W innych konstrukcjach, gdy ciągniemy za język spustu, zaczep tłoka jest zwalniany bezpośrednio ostatnią zapadką mechanizmu spustowego. Po zwolnieniu tej zapadki pada od razu strzał.
W T01, gdy ciągniemy za język spustu, ostatnia zapadka mechanizmu spustu zwalnia najpierw "tulejkę" ze sprężynką. Ta "tulejka" na skutek działania tej sprężynki przesuwa się do przodu i odsłania gniazda, w których są kulki blokujące zaczep tłoka. Gdy gniazda są odsłonięte, zaczep tłoka pod wpływem działania sprężyny tłoka wypycha kulki do góry i tłok zostaje zwolniony. Pada strzał. Strzał zatem pada nie od razu po zwolnieniu ostatniej zapadki spustu, ale dopiero po zwolnieniu "tulejki" pośredniczącej między zapadką spustu a zaczepem tłoka. Niewątpliwie wydłuża to cykl strzału. Czy to wydłużenie jest istotne - nie wiem.
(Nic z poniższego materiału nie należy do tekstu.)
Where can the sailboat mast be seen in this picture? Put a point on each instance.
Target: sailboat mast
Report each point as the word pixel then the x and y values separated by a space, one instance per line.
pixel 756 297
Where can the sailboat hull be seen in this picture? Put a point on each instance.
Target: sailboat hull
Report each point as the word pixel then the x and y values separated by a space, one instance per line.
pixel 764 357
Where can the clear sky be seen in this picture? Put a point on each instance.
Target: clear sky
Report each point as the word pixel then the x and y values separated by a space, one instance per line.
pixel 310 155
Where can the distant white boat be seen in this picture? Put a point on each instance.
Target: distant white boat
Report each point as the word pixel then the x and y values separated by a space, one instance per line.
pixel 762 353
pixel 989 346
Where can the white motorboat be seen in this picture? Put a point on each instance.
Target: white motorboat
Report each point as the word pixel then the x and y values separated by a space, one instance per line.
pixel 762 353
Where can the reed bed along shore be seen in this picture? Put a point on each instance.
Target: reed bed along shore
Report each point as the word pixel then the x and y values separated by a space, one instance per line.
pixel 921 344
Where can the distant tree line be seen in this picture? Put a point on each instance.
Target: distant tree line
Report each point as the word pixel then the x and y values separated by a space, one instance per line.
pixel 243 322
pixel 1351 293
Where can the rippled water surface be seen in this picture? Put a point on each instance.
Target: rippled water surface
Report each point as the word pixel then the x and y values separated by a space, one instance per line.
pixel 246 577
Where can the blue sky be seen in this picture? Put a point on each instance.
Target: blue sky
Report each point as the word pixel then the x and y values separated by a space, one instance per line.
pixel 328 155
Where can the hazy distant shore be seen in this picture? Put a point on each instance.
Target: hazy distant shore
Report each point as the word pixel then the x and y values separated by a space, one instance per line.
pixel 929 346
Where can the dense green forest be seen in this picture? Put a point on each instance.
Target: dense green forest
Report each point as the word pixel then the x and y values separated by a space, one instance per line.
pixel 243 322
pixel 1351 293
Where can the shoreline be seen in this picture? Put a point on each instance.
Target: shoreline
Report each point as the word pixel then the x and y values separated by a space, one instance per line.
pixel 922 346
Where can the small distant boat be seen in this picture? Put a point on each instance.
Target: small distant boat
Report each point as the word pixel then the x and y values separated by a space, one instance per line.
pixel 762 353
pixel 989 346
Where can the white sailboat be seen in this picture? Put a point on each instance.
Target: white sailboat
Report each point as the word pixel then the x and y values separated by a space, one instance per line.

Ale jednak.
Awatar użytkownika
Senio
Moderator globalny
Moderator globalny
Reactions:
Posty: 9728
Rejestracja: 16 października 2004, 00:39
Tematy: 310
Lokalizacja: Koło.wlkp
Grupa: Moderatorzy globalni

Re: Spust Diana T01 zablokowany

Post autor: Senio »

@Josef

W Nowym Roku dużo zdrowia wszystkim. Pozwolę sobie też na odrobinę wspominek w dwóch zdaniach nawiązując do tego co wyżej napisałeś.

Kiedyś orali w krowę i konia. Później ciągnikami na silniki parowe. Później wymyślono Diesla i powstał Lanz Bulldog i jemu podobne etc. - aż do dzisiejszych konstrukcji co "pół pola" na raz biorą obrotowymi pługami......

Ewoluowały wszystkie złożone mechanizmy. Od kamienia łupanego do dzisiaj. Tak samo spusty. Popatrzmy na prostacki spust choćby naszego Łucznika 187 i wielu jego bliźniaczych konstrukcji srzed 50-60 czy jeszcze więcej lat, gdzie jest jedna zapadka i trzeba mega siły żeby to wyzwolić. Tak samo T01 nie był szczytem techniki, a jedynie rozwinięciem pierwowzoru zabudowanym w moduł, co odwzorowują na jego temat raczej słabe i średnie opinie. Po prostu był to pewien etap przejściowy, który zastąpiły inne kolejne nowsze i lepsze konstrukcje które są współczenie stosowane i dalej rozwijane.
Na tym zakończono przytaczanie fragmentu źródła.